梯度迭代樹（GBDT）演算法原理及Spark MLlib呼叫例項（Scala/Java/python）

阿新 • • 發佈：2019-01-15

梯度迭代樹

演算法簡介：

梯度提升樹是一種決策樹的整合演算法。它通過反覆迭代訓練決策樹來最小化損失函式。決策樹類似，梯度提升樹具有可處理類別特徵、易擴充套件到多分類問題、不需特徵縮放等性質。Spark.ml通過使用現有decision tree工具來實現。

梯度提升樹依次迭代訓練一系列的決策樹。在一次迭代中，演算法使用現有的整合來對每個訓練例項的類別進行預測，然後將預測結果與真實的標籤值進行比較。通過重新標記，來賦予預測結果不好的例項更高的權重。所以，在下次迭代中，決策樹會對先前的錯誤進行修正。

對例項標籤進行重新標記的機制由損失函式來指定。每次迭代過程中，梯度迭代樹在訓練資料上進一步減少損失函式的值。spark.ml為分類問題提供一種損失函式（Log Loss），為迴歸問題提供兩種損失函式（平方誤差與絕對誤差）。
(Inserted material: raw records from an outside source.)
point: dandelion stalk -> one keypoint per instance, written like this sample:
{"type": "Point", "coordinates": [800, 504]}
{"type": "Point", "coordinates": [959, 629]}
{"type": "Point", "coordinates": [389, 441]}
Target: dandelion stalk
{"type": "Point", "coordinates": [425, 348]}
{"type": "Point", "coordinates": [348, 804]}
Spark.ml支援二分類以及迴歸的隨機森林演算法，適用於連續特徵以及類別特徵。

＊注意梯度提升樹目前不支援多分類問題。

引數：

checkpointInterval:

型別：整數型。

含義：設定檢查點間隔（>=1），或不設定檢查點（-1）。

featuresCol:

型別：字串型。

含義：特徵列名。

impurity:

型別：字串型。

含義：計算資訊增益的準則（不區分大小寫）。

labelCol:

型別：字串型。

含義：標籤列名。

lossType:

型別：字串型。

含義：損失函式型別。

maxBins:

型別：整數型。

含義：連續特徵離散化的最大數量，以及選擇每個節點分裂特徵的方式。

maxDepth:

型別：整數型。

含義：樹的最大深度（>=0）。

maxIter:

型別：整數型。

含義：迭代次數（>=0）。

minInfoGain:

型別：雙精度型。

含義：分裂節點時所需最小資訊增益。

minInstancesPerNode:

型別：整數型。

含義：分裂後自節點最少包含的例項數量。

predictionCol:

型別：字串型。

含義：預測結果列名。

rawPredictionCol:

型別：字串型。

含義：原始預測。

seed:

型別：長整型。

含義：隨機種子。

subsamplingRate:

型別：雙精度型。

含義：學習一棵決策樹使用的訓練資料比例，範圍[0,1]。

stepSize:

型別：雙精度型。

含義：每次迭代優化步長。

示例：

下面的例子匯入LibSVM格式資料，並將之劃分為訓練資料和測試資料。使用第一部分資料進行訓練，剩下資料來測試。訓練之前我們使用了兩種資料預處理方法來對特徵進行轉換，並且添加了元資料到DataFrame。

Scala:

import org.apache.spark.ml.Pipeline
import org.apache.spark.ml.classification.{GBTClassificationModel, GBTClassifier}
import org.apache.spark.ml.evaluation.MulticlassClassificationEvaluator
import org.apache.spark.ml.feature.{IndexToString, StringIndexer, VectorIndexer}

// Load and parse the data file, converting it to a DataFrame.
val data = spark.read.format("libsvm").load("data/mllib/sample_libsvm_data.txt")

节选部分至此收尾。